Sunday, February 28, 2010

Short note on Formosa Betrayed's post-publication fate

One story that is circulated about Formosa Betrayed is that the KMT (or Chiang Kai-shek himself) bought the copyright to the book and suppressed it (here for Chinese Wikipedia link). My problems with that story are (1) I've never seen anyone cite actual published evidence for it (although I realize I shouldn't expect that such an act would be widely publicized), and (2) it doesn't account for the fact that Da Capo Press published a reprint edition of Formosa Betrayed in 1976. On top of that, in a biographical article on Kerr published in The Ryukyuanist (pdf) in 2001, A. P. Jenkins wrote that Kerr himself at least partly blamed John King Fairbank for the Da Capo Press edition that was too expensive for most people to buy.

Kerr jokes with Linda Glick of Houghton Mifflin in late 1965, responding to word that the publication of the book would have to be delayed until early 1966:
I note the publication delay with regret, but by now rather never expect to see it published! Soon enough the KMT Chinese will be buying up the whole edition, as they did the Macmillan Co's China Lobby book some years ago! Put a big one and make them pay!
Despite that joke, an undated cover sheet for the folder containing some of Kerr's correspondence with Houghton Mifflin includes Kerr's comments that he strongly believed Fairbank was involved in the company's decision to sell the copyright to Da Capo. He writes, "I have no documentary proof that Fairbank had a hand in the HMCO decision, but friends close to the Boston-Harvard connection tend to agree with this interpretation. Hence I withdrew FORMOSA BETRAYED fro[m] HMCO and recovered the copyright."

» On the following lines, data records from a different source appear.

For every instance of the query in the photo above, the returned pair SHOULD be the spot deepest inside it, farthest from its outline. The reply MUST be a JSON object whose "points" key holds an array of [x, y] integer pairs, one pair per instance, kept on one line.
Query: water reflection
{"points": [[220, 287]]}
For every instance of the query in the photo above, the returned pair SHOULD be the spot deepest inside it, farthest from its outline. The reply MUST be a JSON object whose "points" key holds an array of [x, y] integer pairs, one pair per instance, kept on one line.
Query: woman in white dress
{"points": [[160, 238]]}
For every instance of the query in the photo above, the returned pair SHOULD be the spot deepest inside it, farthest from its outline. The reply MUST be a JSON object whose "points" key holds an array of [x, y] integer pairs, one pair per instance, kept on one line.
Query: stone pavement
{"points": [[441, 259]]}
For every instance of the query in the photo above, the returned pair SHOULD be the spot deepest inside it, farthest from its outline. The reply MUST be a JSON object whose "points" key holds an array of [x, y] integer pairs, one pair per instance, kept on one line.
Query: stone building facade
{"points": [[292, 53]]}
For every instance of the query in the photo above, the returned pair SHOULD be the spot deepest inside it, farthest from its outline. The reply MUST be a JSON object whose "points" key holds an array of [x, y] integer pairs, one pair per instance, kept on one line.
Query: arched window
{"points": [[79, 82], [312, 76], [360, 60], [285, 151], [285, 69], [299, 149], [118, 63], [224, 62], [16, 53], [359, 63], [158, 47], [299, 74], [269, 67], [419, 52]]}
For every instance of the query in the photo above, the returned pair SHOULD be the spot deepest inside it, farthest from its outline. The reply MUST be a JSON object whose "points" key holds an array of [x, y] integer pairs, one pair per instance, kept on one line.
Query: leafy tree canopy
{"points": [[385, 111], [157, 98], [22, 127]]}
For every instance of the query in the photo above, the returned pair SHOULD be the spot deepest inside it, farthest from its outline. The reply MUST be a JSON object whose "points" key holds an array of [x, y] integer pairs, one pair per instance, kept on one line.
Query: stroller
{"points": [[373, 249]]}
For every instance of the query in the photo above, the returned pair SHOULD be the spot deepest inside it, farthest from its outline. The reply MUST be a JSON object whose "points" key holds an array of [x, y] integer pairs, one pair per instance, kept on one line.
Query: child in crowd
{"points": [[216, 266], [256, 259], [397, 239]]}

I did find one letter to Kerr from March 1970 that asked about Kerr's opinion regarding a rumor that the copyright to Formosa Betrayed had been bought by "Madwoman Chiang" (in the letter-writer's words), but I couldn't find Kerr's response to this letter. (Because of Japanese copyright law, some of the Kerr collection at the archives, including quite a bit of correspondence, is closed to researchers until fifty years after Kerr's death. Guess I'd better keep taking my vitamins...) But judging from Kerr's comments on the cover sheet (quoted above) and from his comments in a draft of a 1987(?) letter to Seng-bi Shaw (which Jenkins cites), Kerr was convinced that Fairbank had a hand in HM's deal with Da Capo Press because the pro-PRC Fairbank, according to Kerr, wanted Americans to view Taiwan as "merely another province of China, though by chance surrounded by water."